By Alan Caruba
Briefly in the 1850’s there was a Know-Nothing movement that went by the name of the American Party. It was composed of anti-Catholic, anti-Jewish and anti-immigrant, white Anglo-Saxon morons and faded fairly quickly. It was yet another example of how dearly humans love their prejudices.
It seems to me and a lot of other folks that we might label the current bunch of bozos in Congress the Know-Nothing Party because, Democrat or Republican, they have reached a point at which they can be stampeded into voting for the expenditure of huge amounts of money without a clue why or to whom.
Now it appears they are getting ready to “stimulate the economy” with a giant, political grab-bag in excess of a trillion dollars. Much like earlier efforts, it is likely to fail while at the same time plunging the nation into deeper and deeper debt. At some point, the U.S. dollar may come to resemble its counterpart from Zimbabwe, a million of which we buy you a loaf of bread. Meanwhile, Speaker Pelosi cannot wait to repeal the tax cuts, but tax cuts are known to every economist as the best way to respond to a recession.
A recent Rasmussen poll revealed that “Just 37% of Americans are even somewhat confident that their political leaders know what they’re doing as they try to address the nation’s economic problems.”
Very close to 60% lack confidence in the current crop of elected leaders, including 20% who say “they are not at all confident that policymakers know what they are doing with regards to the troubled U.S. economy.”
Need it be said that of those polled “Democrats are more confident in policymakers than Republicans”? Republicans are famous party poopers, always insisting on frugality, transparency, oversight, et cetera. Well, at least, they used to. Now, without any power in Congress, their voice and their votes count for nothing.
We are not only not getting the quality of governance we voted for, we are being subjected to an appalling demonstration of Congress critters voting more and more money be given with no indication it’s having had the desired affect on banking and insurance recipients.
It may be too soon to make such a judgment, but the tottering of both Citigroup and Bank of America is sufficient to make a lot of people question whether these bailouts are working.
What I know about banking you could put in a bug’s ear, but one is forced to wonder how such giant financial institutions could have engaged in practices that have proven so imprudent? One is tempted to say, well, there was government regulation, but it is obvious, particularly with regard to the Securities and Exchange Commission, that in reality there was none.
I have a relative who has worked a quarter century in a famed brokerage house. It has undergone new ownership or mergers so often that he literally has a collection of more than 30 different business cards to reflect the changes.
This is the price we pay for capitalism, the free market, and the massive movement of capital around the nation and the world. Given the alternative, socialism or communism, I will always take capitalism because, from my observations a government-controlled economy is always a disaster.
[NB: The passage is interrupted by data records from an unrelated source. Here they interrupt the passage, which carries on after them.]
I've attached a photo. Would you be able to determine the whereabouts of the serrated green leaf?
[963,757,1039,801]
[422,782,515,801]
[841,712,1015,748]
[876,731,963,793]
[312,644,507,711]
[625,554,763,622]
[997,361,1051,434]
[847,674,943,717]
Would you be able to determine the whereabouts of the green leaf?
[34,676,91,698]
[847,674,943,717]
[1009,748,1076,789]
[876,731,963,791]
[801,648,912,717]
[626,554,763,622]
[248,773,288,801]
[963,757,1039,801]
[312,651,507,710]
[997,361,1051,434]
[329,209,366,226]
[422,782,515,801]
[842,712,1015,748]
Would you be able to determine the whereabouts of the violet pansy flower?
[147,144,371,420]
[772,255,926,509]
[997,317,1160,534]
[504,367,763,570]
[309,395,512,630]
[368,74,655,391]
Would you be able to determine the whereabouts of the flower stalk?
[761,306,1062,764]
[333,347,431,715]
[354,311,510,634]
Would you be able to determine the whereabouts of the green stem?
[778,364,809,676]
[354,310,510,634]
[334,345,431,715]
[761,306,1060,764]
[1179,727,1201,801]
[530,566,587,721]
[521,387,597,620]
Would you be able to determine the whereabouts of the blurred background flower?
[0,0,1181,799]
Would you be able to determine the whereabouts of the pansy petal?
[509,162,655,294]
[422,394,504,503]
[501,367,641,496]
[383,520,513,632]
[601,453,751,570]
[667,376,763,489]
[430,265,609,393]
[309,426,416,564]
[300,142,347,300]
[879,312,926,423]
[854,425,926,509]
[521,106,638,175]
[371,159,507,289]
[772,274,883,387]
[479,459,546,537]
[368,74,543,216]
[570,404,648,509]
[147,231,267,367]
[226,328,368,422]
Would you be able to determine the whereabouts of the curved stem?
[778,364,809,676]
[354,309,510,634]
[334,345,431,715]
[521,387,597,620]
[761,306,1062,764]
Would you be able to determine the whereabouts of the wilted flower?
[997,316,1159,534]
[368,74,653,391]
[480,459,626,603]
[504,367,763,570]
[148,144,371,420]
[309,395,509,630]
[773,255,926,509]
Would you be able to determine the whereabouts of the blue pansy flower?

It can only be maintained with coercion and invariably a great deal of corruption.
This is why, in a capitalist society, the quality of leadership we elect is vital to the maintenance and growth of wealth.
What we appear to have, however, are a group of people that are utterly overwhelmed by events, subject to the discipline of a handful of highly partisan, but incompetent party leaders, and easily driven to ignore the genius of the U.S. Constitution which instituted a deliberately slow process of lawmaking.
The thing I fear most in the first days of the new Obama administration will be the rush to enact bills that most of the members of Congress have not read, nor have understood if they did read them.
That’s not lawmaking. That’s magical thinking.